Ozone (triatomic oxygen) is a light blue gas with a characteristic odor (reminiscent to some individuals of an electrical discharge such as lightening). Ozone was first described in 1840 by Christian Friedrich Schonbein [1799–1868], who produced it from phosphorus and electrolysis of water. Schonbein also developed a colorimetric assay involving starch and potassiumiodide-impregnated paper that was widely used to measure atmospheric ozone concentrations.

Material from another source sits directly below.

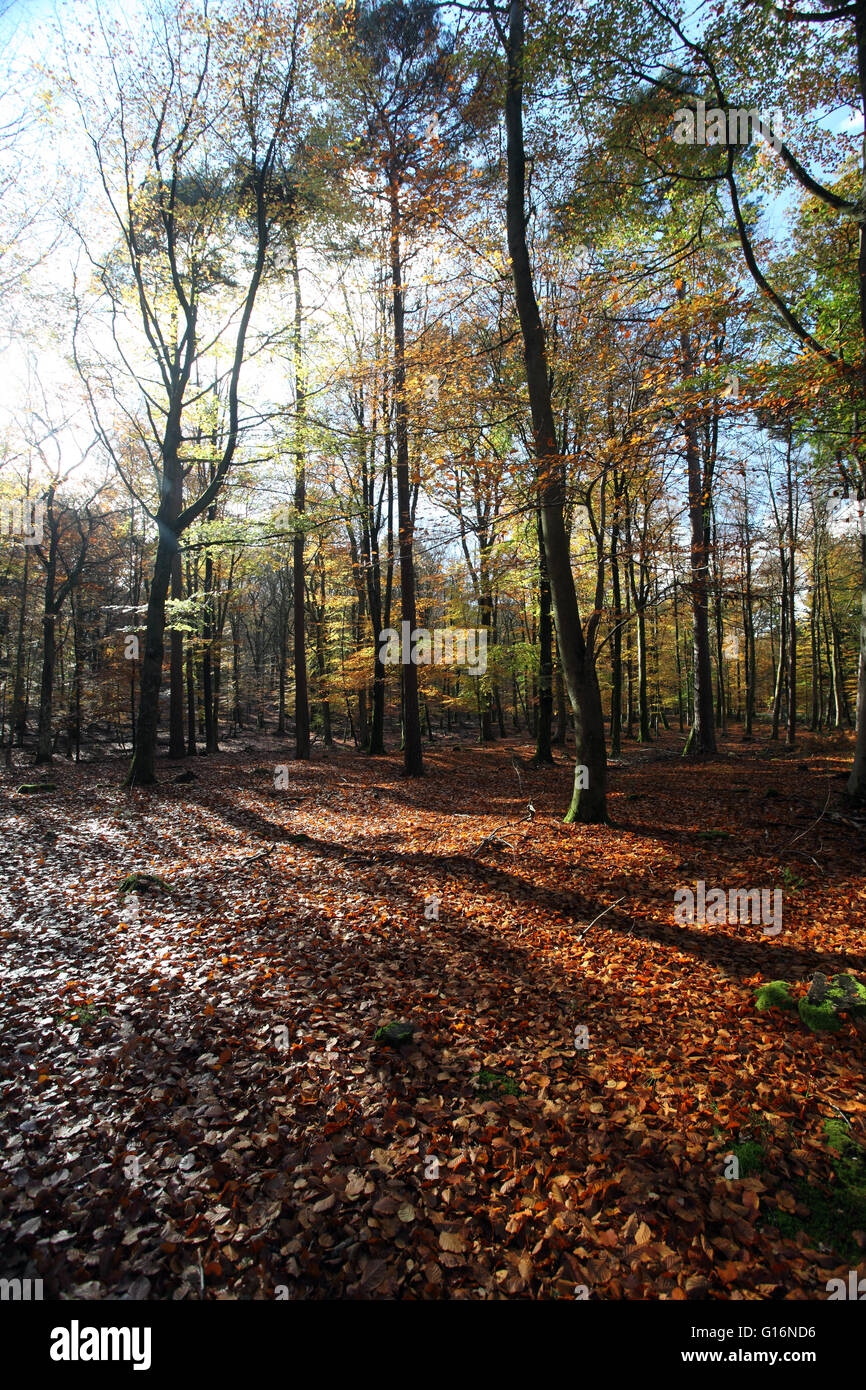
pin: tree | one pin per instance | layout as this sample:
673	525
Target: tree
588	802
185	156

Interestingly, Schonbein’s studies were interrupted when he discovered the acute toxicity of ozone in 1851 and noted that ozone caused “a really painful affection of the chest, a sort of asthma, connected with a violent cough”. Concern of ozone’s toxicity dates back to the mid-twentieth century, when it was recognized as a major air pollutant in urban areas. Additional concerns arose in the 1980s and 1990s regarding its depletion in the stratosphere.
Ozone can be found naturally in the troposphere during electrical storms and in the stratosphere. Background levels of ozone in nonurban areas average about 10–20 ppb and are due mainly to intrusion of stratospheric ozone into the lower atmosphere.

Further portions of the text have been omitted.